2. Ask: what is the objective? Can this be achieved by a group email, video conference, or in short 1:1s instead?
3. Block off time in your diary to prepare.
4. Follow the advice of the CEOs of the tech giants:
- have stand up meetings
- hold 5 minute meetings
- have ‘walk and talk’ meetings
- limit the number of attendees to 10, unless it is a ‘Town Hall’ type meeting or conference, for example, to launch a new product
5. Circulate a short agenda in advance and ask for any comments to be emailed back.
6. Ensure that the meeting is not focused on operational updates as these can be circulated by email, but do ensure that strategic initiatives, strategy alignment and strategic reviews appear regularly on the agenda.
7. Start the meeting at 10 minutes past the hour to give people time to arrive on time.
8. Block off time after a meeting to action any points or circulate notes.

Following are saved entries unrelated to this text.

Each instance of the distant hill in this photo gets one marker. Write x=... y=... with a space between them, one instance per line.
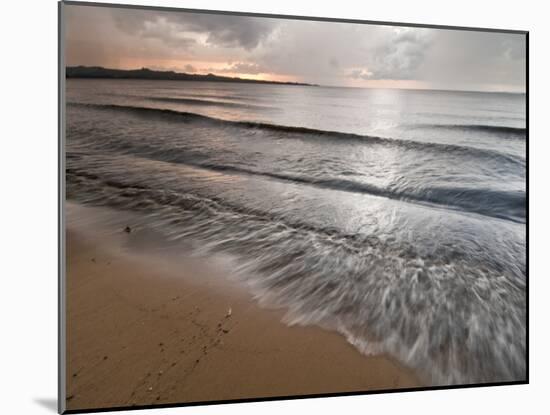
x=144 y=73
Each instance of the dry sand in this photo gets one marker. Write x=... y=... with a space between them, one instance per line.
x=141 y=334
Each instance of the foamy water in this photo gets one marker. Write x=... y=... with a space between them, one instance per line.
x=394 y=217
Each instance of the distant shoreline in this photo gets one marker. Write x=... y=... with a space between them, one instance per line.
x=95 y=72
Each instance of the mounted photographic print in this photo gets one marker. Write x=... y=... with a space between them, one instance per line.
x=264 y=207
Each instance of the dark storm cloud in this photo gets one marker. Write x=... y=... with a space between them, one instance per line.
x=317 y=52
x=224 y=31
x=400 y=57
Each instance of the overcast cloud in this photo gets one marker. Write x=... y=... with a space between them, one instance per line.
x=318 y=52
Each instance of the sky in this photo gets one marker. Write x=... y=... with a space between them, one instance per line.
x=325 y=53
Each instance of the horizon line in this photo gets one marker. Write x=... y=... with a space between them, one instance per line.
x=301 y=83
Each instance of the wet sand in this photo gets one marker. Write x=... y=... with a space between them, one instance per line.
x=139 y=333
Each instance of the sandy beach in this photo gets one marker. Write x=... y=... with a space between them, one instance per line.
x=140 y=333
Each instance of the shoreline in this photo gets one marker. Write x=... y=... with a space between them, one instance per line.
x=139 y=334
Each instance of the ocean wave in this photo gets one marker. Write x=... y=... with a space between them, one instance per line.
x=204 y=102
x=501 y=130
x=508 y=205
x=453 y=317
x=305 y=132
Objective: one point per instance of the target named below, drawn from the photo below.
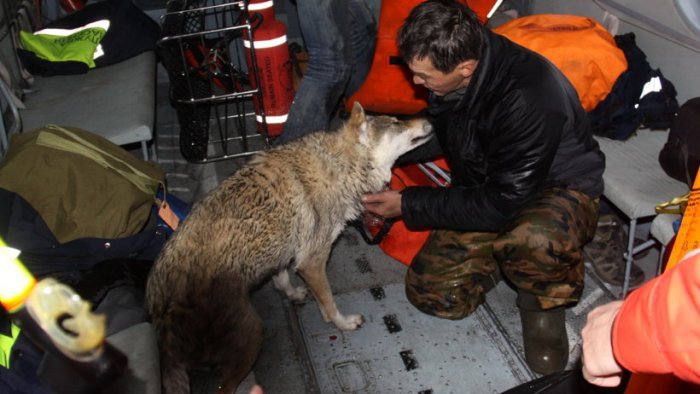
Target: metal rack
(211, 88)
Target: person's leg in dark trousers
(540, 254)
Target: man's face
(424, 73)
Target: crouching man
(526, 179)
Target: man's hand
(599, 365)
(386, 204)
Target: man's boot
(544, 335)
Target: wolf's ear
(357, 115)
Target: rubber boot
(544, 335)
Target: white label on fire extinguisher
(279, 119)
(259, 6)
(262, 44)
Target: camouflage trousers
(541, 253)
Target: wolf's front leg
(313, 270)
(282, 283)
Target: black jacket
(518, 129)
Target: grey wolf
(282, 211)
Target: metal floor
(398, 349)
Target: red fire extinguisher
(273, 67)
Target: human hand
(599, 364)
(386, 204)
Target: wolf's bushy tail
(173, 375)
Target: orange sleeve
(657, 330)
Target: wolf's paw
(349, 322)
(297, 293)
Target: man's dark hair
(445, 31)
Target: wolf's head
(387, 137)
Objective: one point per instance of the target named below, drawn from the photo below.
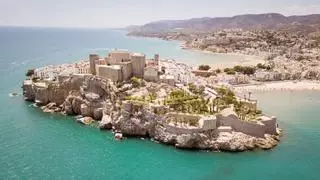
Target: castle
(121, 65)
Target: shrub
(136, 82)
(230, 72)
(30, 72)
(204, 67)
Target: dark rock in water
(106, 122)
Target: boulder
(106, 122)
(98, 113)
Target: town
(285, 55)
(164, 100)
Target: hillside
(306, 23)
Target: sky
(121, 13)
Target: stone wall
(110, 72)
(92, 60)
(126, 68)
(151, 74)
(257, 129)
(138, 64)
(118, 56)
(181, 130)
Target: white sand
(280, 86)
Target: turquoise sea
(36, 145)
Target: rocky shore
(104, 101)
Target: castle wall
(110, 72)
(151, 74)
(250, 128)
(92, 59)
(138, 64)
(118, 56)
(126, 69)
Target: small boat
(85, 120)
(13, 94)
(118, 136)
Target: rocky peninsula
(188, 116)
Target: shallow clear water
(46, 146)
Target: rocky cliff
(100, 99)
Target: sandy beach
(280, 86)
(243, 60)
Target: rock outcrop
(100, 99)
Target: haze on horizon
(121, 13)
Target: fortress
(121, 65)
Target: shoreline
(304, 85)
(245, 60)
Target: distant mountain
(308, 23)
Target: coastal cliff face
(91, 96)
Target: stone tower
(156, 59)
(138, 63)
(92, 59)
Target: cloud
(302, 9)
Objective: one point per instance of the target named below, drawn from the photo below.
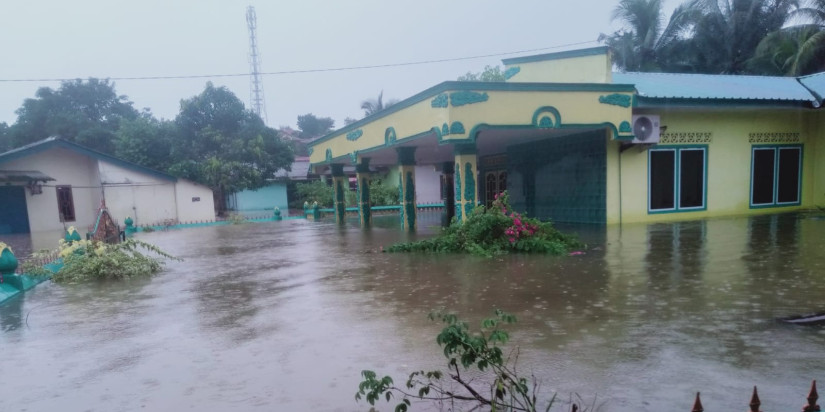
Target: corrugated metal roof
(815, 83)
(714, 86)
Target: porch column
(466, 170)
(362, 175)
(339, 184)
(406, 187)
(448, 191)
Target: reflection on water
(285, 316)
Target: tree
(795, 50)
(312, 127)
(726, 33)
(87, 112)
(482, 376)
(225, 146)
(489, 74)
(644, 45)
(372, 106)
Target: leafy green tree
(87, 112)
(311, 126)
(489, 74)
(146, 141)
(795, 50)
(224, 146)
(644, 44)
(372, 106)
(726, 33)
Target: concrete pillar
(362, 174)
(339, 187)
(448, 191)
(466, 187)
(406, 187)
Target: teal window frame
(677, 168)
(775, 201)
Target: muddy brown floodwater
(285, 315)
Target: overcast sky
(112, 38)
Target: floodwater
(285, 315)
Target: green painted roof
(717, 87)
(593, 51)
(56, 142)
(816, 84)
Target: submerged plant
(480, 376)
(495, 230)
(85, 260)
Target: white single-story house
(54, 183)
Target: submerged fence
(755, 403)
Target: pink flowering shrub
(493, 231)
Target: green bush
(93, 260)
(495, 231)
(481, 376)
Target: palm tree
(795, 50)
(726, 33)
(644, 44)
(372, 106)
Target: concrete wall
(194, 201)
(267, 197)
(728, 163)
(146, 199)
(68, 168)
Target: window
(677, 179)
(776, 174)
(65, 203)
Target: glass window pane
(662, 165)
(763, 174)
(788, 179)
(691, 178)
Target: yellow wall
(729, 163)
(501, 108)
(586, 69)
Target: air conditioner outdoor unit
(646, 129)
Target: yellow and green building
(572, 141)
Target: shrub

9. For larger meetings, conferences and roadshows:
- change the time and venue regularly to keep people interested
- provide food!
- ask team members to submit concerns anonymously, for example, on 'Post It' notes
- divide the room up in to small groups with a deputy ‘Chair’ and spokesperson on each table to discuss key points and keep the group energised
- have a panel of leaders to provide answers and updates regarding any challenging issues, which is even more important during times of Change
10. To ensure engagement and foster a culture of innovation, ask each attendee to chair an agenda item.
And for the Meeting Attendees:
When you receive a meeting invite, ask yourself and the organiser if it is really necessary that you attend or can you send someone else in your place, email an update, or be sent any action points after the meeting? Again, block off time to prepare and action any of the points assigned to you.